Friday 8 July 2016

ORA-8102 due to data inconsistent between job$ and index I_JOB_NEXT

These errors flooded the database alert log. Thankfully, Oracle was kind enough to specify the object number (obj# or object id) which permitted ease of locating the "challenged" object.

This simple SQL statement lead me to the object.
(290 is the one shown in my alert log.)
SQL> select object_name, object_type, status from dba_objects where object_id='290';
 OWNER
-------------------------------------
OBJECT_NAME
------------------------------------------------------------------------------------
OBJECT_TYPE                                      STATUS
-----------------------------------------------  ------------
SYS
I_JOB_NEXT
INDEX                                                    VALID


I checked further to determine the table which the index is built on.

SQL> select table_name, table_owner from dba_indexes where index_name='I_JOB_NEXT';
TABLE_NAME                                      TABLE_OWNER
------------------------------------  -------------------------------------
JOB$                                                     SYS

Next is to analyze the table/index to determine if there is a sort of corruption

SQL> analyze table  JOB$ validate structure cascade;
analyze table JOB$ validate structure cascade
*
ERROR at line 1:
ORA-01499: table/index cross reference failure - see trace file

Solution:
Recreate the table job$ by create a backup table and reload the data into it.
1.SQL> create table job1 as select * from job$;
2.SQL> truncate table job$;
3.SQL> insert into job$ select * from job1;
4. SQL> commit;
5. SQL> analyze table job$ validate structure cascade;

The errors stoped after a successful validation.

In other cases, one may still get the error after following the above steps. In that case the indexes should be recreated.
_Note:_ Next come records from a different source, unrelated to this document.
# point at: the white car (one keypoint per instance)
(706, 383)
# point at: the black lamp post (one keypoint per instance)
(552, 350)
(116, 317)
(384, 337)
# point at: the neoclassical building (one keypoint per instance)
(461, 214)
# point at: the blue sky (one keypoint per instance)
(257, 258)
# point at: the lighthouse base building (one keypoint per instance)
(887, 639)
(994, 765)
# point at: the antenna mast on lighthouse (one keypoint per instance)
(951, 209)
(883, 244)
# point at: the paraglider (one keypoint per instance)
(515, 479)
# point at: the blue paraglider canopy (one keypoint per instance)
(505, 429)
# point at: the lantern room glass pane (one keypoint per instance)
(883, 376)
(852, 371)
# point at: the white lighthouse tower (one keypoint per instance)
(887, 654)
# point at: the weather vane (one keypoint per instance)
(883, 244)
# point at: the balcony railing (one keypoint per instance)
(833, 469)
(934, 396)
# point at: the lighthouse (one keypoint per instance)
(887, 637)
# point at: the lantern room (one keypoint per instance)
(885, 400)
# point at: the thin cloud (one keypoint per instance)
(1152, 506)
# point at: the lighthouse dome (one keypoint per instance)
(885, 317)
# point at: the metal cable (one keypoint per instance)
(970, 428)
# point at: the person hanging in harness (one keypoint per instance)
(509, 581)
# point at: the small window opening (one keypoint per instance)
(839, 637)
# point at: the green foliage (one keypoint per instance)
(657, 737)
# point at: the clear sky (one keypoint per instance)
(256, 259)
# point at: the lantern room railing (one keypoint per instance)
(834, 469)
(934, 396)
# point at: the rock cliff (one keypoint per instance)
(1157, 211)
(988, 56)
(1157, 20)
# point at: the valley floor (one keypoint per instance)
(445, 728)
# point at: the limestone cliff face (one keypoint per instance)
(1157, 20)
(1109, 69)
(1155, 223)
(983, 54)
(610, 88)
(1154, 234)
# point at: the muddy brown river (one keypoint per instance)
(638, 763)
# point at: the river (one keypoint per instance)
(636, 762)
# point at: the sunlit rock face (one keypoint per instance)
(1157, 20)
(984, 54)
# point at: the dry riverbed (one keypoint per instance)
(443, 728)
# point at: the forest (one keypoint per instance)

Rebuild the two indexes on table job$

SQL> alter index I_job_job rebuild online;
SQL> alter index I_job_next rebuild online;
SQL> analyze table job$ validate structure cascade;


ORA-00600: internal error code, arguments: [4194]

These errors constantly appeared in the database alert log at the point of opening a database.

After reviewing the alert log and corresponding trace files. I found that the errors are due to UNDO corruption.

The database is a copy created using storage level snapshot technology. This probably explains the discrepancy between the redo and undo records. Oracle was validating the Undo block sequence number in the undo block against the Redo block sequence number relating to the change being applied and it found a mismatch.

Solution:

The solution I applied was to recreate the undo tablespace.

1. Create pfile from spfile.
2. Change UNDO_MANAGEMENT to MANUAL.
undo_management = manual
3. Start the database using the modified PFILE.
SQL> startup restrict pfile=<new_pfile>;
4. Create a new UNDO tablespace.
SQL> create undo tablespace <new undo tablespace> datafile <datafile> size XXXM;
4. Drop the original tablespace.
SQL> drop tablespace <originial undo tablespace> including contents and datafiles;
5. Shut down the database.
SQL> shut immediate;
6. Startup mount the database using the original spfile.
SQL> startup mount;
7. modify the spfile with the new undo tablespace name
SQL> alter system set undo_tablespace = '<new tablespace created in step 5>' scope=spfile;
8. shut down the database.
SQL> shut immediate;
9. Startup the database with modified spfile.
SQL> startup;